エネルギーコストとは、企業内で使用する電気代に代表されるインフラコストのこと。「オフィスコスト(賃料、通信費、印刷代など)」や「オペレーションコスト(物流費や人件費など)」とならぶ企業の経費の一つです。
エネルギーコストは4つのコストからなる
エネルギーコストは、「調達コスト」「使用コスト」「管理コスト」「環境コスト」の4つからなります。
分類 | 概要 | 具体例 |
---|---|---|
調達コスト | エネルギー資源を入手する際に生じるコスト | ・電力会社からの電力購入費 ・外国からの石油調達費 |
使用コスト | エネルギーを実際に利用する際に生じるコスト | ・オフィスでの電力使用にかかる電気代 ・社用車を使うために必要なガソリン代 |
管理コスト | エネルギーの管理・運営で生じるコスト | ・エネルギーマネジメントシステム(EMS)の導入費やランニングコスト ・外部専門家に改善提案やサポートなどを依頼する際にかかる費用 |
環境コスト | エネルギーの使用・生産に伴って発生する環境負荷に関連したコスト | ・環境保護を目的とした設備などの導入費 ・二酸化炭素(CO2)をはじめとする温室効果ガスの排出量に応じて生じる税負担など |
エネルギーコストを削減するメリット
エネルギーコストを削減することにより、以下のようなメリットが期待できます。
■エネルギーコスト削減のメリット
- 経営状態の改善を図れる
- 脱炭素経営の実現につながる
- 企業イメージの向上が期待できる
それぞれについて、見ていきましょう。
経営状態の改善を図れる
先述の通り、「オフィスコスト」や「オペレーションコスト」とならぶ企業の経費の一つです。そのため、エネルギーコスト低減は、企業の経費削減を意味します。エネルギーコストを削減できれば、企業にとっての利益を増やしたり、エネルギーコストの削減分を別事業に投資したりすることが可能になるため、経営状態の改善を図れるでしょう。
脱炭素経営の実現につながる
エネルギーコスト削減に向けて省エネなどを進めることで、自社の温室効果ガス排出量が自ずと減少します。その結果、脱炭素経営(脱炭素をはじめとする気候変動対策の視点を織り込んだ企業経営)の実現につながるでしょう。それにより、「地球温暖化の抑制」や「持続可能な社会の実現」にも寄与すると考えられます。
企業イメージの向上が期待できる
地球温暖化が深刻化していることもあり、環境問題への関心が高い企業・消費者・投資家は少なくありません。そのため、エネルギーコスト削減施策の一環として省エネや脱炭素経営を推進していることを外部にアピールできれば、企業イメージの向上が期待できます。また、ESG投資(企業の環境・社会・ガバナンスへの取り組みを投資先選定の基準とする投資手法)も受けやすくなるでしょう。
エネルギーコストの現状と推移
日本をはじめとする世界各国におけるエネルギーコストは、どのような状況にあるのでしょうか。ここでは、資源エネルギー庁の『エネルギー白書2023』を参考に、「エネルギー市場価格」と「消費者物価指数」という2つの指標に着目し、エネルギーコストの現状・推移を紹介します。
参考:資源エネルギー庁『令和4年度エネルギーに関する年次報告(エネルギー白書2023)|第1節 世界的なエネルギーの需給ひっ迫と資源燃料価格の高騰』
エネルギー市場価格
エネルギー市場価格とは、エネルギー市場におけるガスや原油、石炭の取引価格のこと。世界の主要なエネルギー市場では、以下のグラフの通りに推移しています。
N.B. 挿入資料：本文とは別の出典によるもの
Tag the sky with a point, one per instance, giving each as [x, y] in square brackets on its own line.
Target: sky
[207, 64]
『令和4年度エネルギーに関する年次報告(エネルギー白書2023)|第1節 世界的なエネルギーの需給ひっ迫と資源燃料価格の高騰』

『令和4年度エネルギーに関する年次報告(エネルギー白書2023)|第1節 世界的なエネルギーの需給ひっ迫と資源燃料価格の高騰』

『令和4年度エネルギーに関する年次報告(エネルギー白書2023)|第1節 世界的なエネルギーの需給ひっ迫と資源燃料価格の高騰』
いずれのエネルギー市場でも、2020年から2022年にかけて市場価格が高騰しました。背景としては、「ロシアによるウクライナ侵攻」やそれを受けての「主要国によるロシアへの制裁措置の実施」などが考えられます。
2023年に入ってからは、2021年頃の水準に下がっているようです。しかしながら、今後も世界情勢によっては市場価格が大きく変動する可能性があるため、世界の動向を注視しましょう。
消費者物価指数
消費者物価指数とは、総務省統計局が毎月作成・公表している「消費者が購入する財(モノ)・サービスを対象とした価格」を集計した指数のこと。2020年1月の数値を基準(100)とした場合の主要国・地域における「電気料金」「ガス料金」「ガソリン等料金」の消費者物価指数の現状・推移は、以下のグラフの通りです。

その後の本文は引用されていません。